After Ludwig van Beethoven’s death, a love letter in his writing was discovered, addressed only to his ‘Immortal Beloved’.

Decades later, Countess Therese
Brunsvik claims to have been the composer’s lost love. Yet is she concealing a tragic secret?

Who is the one person who deserves to know the truth?


Becoming Beethoven’s pupils in 1799, Therese and her sister Josephine
followed his struggles against the onset of deafness, Viennese society’s flamboyance, privilege and hypocrisy and the upheavals of the Napoleonic
wars. While Therese sought liberation, Josephine found the odds stacked
against even the most unquenchable of passions…

What I think:

I have read some fantastic historical fiction this year and this book is up there with the best.

I know absolutely nothing about Beethoven so this book has been a fascinating read.

Beethoven’s genius and passion for his art, his dedication to his students and patrons is apparent throughout the book.

There is a lot about the music in the book – names of pieces and descriptions as the Brunsvik family respond to listening to and playing new pieces. I have found it has added to my experience of the book to listen to the pieces as I have read.

The Brunsvik sisters are fascinating characters.

Younger sister Josephine, known as Pepi is beautiful and a gifted pianist. The book portrays the intense connection between her and Beethoven that reveals itself in his music.

Theresa is mature and serious, interested in education she dreams of running a school. She provides friendship and support for both Pepi and Beethoven, sometimes at the expense of her own desires.
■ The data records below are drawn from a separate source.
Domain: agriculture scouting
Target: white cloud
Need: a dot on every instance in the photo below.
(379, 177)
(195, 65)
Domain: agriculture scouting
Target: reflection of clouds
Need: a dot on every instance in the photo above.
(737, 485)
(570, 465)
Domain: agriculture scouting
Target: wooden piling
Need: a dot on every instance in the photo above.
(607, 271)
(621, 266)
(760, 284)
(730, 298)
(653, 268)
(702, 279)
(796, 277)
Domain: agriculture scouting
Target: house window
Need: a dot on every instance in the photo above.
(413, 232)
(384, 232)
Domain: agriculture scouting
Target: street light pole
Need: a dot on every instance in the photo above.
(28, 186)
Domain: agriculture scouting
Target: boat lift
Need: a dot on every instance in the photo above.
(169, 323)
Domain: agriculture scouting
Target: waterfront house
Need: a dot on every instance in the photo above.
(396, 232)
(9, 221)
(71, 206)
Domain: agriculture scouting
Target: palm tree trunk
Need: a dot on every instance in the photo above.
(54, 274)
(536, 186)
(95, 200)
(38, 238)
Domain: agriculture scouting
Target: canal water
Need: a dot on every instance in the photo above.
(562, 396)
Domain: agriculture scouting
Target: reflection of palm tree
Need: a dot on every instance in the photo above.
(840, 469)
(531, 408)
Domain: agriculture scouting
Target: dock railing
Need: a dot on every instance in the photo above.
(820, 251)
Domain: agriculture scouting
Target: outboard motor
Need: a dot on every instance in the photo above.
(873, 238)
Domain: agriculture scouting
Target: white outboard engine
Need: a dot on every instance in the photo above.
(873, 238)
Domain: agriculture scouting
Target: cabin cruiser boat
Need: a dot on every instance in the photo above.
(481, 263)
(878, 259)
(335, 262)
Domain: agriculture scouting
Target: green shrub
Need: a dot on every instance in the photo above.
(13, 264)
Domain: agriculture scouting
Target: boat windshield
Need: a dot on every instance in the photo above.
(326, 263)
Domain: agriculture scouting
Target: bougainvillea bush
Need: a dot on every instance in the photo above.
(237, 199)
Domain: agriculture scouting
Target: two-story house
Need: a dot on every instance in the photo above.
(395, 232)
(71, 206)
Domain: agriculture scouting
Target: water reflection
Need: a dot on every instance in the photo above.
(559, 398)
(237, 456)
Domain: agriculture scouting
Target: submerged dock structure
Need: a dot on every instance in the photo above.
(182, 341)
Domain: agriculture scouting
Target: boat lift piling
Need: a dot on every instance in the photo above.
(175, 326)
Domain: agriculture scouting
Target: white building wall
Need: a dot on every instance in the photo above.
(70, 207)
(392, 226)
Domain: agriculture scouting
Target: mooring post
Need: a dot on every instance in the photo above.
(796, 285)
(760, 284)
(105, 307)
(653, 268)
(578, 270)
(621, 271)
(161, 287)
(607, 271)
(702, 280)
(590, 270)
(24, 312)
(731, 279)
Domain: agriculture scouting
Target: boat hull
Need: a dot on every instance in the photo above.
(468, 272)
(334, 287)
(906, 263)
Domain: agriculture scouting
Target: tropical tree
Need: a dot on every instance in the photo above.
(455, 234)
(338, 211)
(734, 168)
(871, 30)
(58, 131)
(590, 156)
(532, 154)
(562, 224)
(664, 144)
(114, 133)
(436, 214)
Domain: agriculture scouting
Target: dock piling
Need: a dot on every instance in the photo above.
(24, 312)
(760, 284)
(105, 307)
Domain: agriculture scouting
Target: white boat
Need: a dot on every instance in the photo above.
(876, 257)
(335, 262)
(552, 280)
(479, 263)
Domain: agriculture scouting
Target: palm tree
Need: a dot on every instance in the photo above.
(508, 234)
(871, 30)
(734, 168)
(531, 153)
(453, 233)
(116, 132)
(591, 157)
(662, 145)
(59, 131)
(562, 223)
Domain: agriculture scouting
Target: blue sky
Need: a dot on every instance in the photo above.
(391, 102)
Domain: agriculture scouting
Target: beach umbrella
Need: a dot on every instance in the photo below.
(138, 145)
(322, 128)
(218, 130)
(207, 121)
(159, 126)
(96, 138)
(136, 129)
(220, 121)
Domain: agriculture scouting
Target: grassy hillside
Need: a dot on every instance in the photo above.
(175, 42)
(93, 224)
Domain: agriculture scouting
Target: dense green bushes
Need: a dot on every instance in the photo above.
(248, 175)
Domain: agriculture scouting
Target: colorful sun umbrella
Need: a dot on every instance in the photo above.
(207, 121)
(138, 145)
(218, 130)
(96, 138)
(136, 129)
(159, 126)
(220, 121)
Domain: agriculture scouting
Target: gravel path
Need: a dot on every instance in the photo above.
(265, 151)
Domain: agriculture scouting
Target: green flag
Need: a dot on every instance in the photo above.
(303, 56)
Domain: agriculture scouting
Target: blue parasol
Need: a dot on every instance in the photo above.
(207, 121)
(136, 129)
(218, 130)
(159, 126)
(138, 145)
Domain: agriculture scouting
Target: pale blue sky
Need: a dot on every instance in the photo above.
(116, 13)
The backdrop for the book is Austria and Hungary during the Napoleonic Wars. The Brunsvik sisters face the constraints of a society with strict expectations for women born into the nobility. Josephine is expected to marry an aristocrat regardless of their compatibility and financial situation. No matter how successful and acclaimed Beethoven becomes, his status as a commoner means his relationship with Pepi is doomed.

Theresa is unconventional, vowing never to marry she manages family estates and cares for her nieces and nephews while developing her own interests and studies.

This is a chunky book. The writer completely immerses you in the Theresa’s world. Her voice is clear and distinct. She loves and supports her family and Beethoven but is not blind to their faults and prejudices.

The world created in the novel is utterly compelling. Duchen seemlessly blends fact and fiction as Theresa tells the story and reveals the “truth” about Beethoven’s “Immortal Beloved”.

This was a fascinating read and I am definitely inspired to find out more about the period and Theresa in particular.

Thank you to Anne Cater, Unbound and Jessica Duchen for inviting me to be a part of this fascinating blog tour that celebrates the 250th anniversary of Beethoven’s birth

About the writer:

Jessica Duchen writes for and about music, encompassing fiction, biography,
journalism, plays, narrated concerts and opera librettos (notably Roxanna
Panufnik’s Silver Birch at Garsington Opera, 2017).

She was classical music
correspondent for the Independent from 2004 to 2016 and has written for the Guardian, the Sunday Times, the Observer and BBC Music Magazine. Her
biographies of the composers Gabriel Fauré and Erich Wolfgang Korngold have met with wide acclaim and her novel Ghost Variations (Unbound, 2016) was chosen by John Suchet in the Daily Mail as his Best Read of 2016. Jessica was born in London and studied music at Cambridge. She lives in London with her violinist husband.